No equal footing with the road
“In its current form the Regulation has neither the provisions nor the institutions to provide for the harmonised European capacity management needed to set rail freight on equal footing with road transport”, they write. “The Regulation lacks bindingness to be effective on crucial issues.”
For example, the “European Frameworks” that should harmonise capacity management, traffic and crisis management and performance review of infrastructure managers (IMs) are left to be agreed between the national IMs. However, those things could have been done by IMs even without the Regulation, but they chose not to do so, the letter explains. The Regulation as it is now will not change that.
At the same time, Member States could overrule such agreements between IMs, effectively allowing for opt-outs. “Allowing these extensive possibilities for circumventing harmonisation puts the aim that Member States want to achieve with this Regulation at risk: Taking the necessary steps towards a Single European Railway Area”, say the associations.
Not enforceable at EU level
In similar fashion, the contents of the European Frameworks are not European Law and are not enforceable at a European level. In other words, all capacity for enforcement will remain with the Member States, without any vote or tools for binding influence for customers of the IMs. The twelve associations identify other issues as well. The Regulation now does not include a harmonisation of track access charges or compensation for delays and cancellations, for instance.
The associations put forward a number of proposals to improve the commercial conditions for rail freight companies, among others:
- Non-usage costs: Railway undertakings already face strong economic disincentives when they pay full track access charges for unused capacity. Non-usage should not incur additional costs.

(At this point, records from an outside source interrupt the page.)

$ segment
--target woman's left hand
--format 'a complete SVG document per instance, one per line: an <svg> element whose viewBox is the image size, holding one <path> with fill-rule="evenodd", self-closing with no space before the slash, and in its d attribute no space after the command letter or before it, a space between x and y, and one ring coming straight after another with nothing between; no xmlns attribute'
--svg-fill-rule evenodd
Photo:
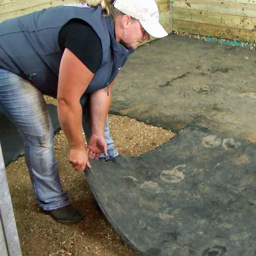
<svg viewBox="0 0 256 256"><path fill-rule="evenodd" d="M88 156L90 158L98 159L100 154L103 152L107 155L106 143L104 138L93 134L87 145Z"/></svg>

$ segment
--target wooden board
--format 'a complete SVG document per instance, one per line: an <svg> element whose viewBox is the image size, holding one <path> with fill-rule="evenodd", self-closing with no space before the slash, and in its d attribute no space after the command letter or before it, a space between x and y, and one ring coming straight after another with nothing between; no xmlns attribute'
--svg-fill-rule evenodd
<svg viewBox="0 0 256 256"><path fill-rule="evenodd" d="M254 42L256 0L174 0L173 30Z"/></svg>
<svg viewBox="0 0 256 256"><path fill-rule="evenodd" d="M256 18L175 8L173 11L174 19L249 30L254 30L256 27Z"/></svg>
<svg viewBox="0 0 256 256"><path fill-rule="evenodd" d="M256 31L174 19L173 30L242 42L254 42Z"/></svg>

- Penalties for IMs: Infrastructure managers should face penalties from the moment capacity is allocated, including for temporary restrictions beyond their control, as these still impact operators bound by customer contracts.
- Consistent penalties: Penalties must be meaningful and consistent across the entire multi-network capacity right, calculated as a flat per-kilometre rate per market segment rather than linked to track access charges.
- Fair scope: Penalties should apply to the full transport route, not just the section managed by the responsible infrastructure manager, ensuring system-wide fairness.
- Removing penalty caps: Capping penalties for smaller infrastructure segments undermines incentives; such caps should be removed.
- Compensation rights: Penalties must not exclude the right to seek compensation for economic losses caused by changes to allocated capacity rights.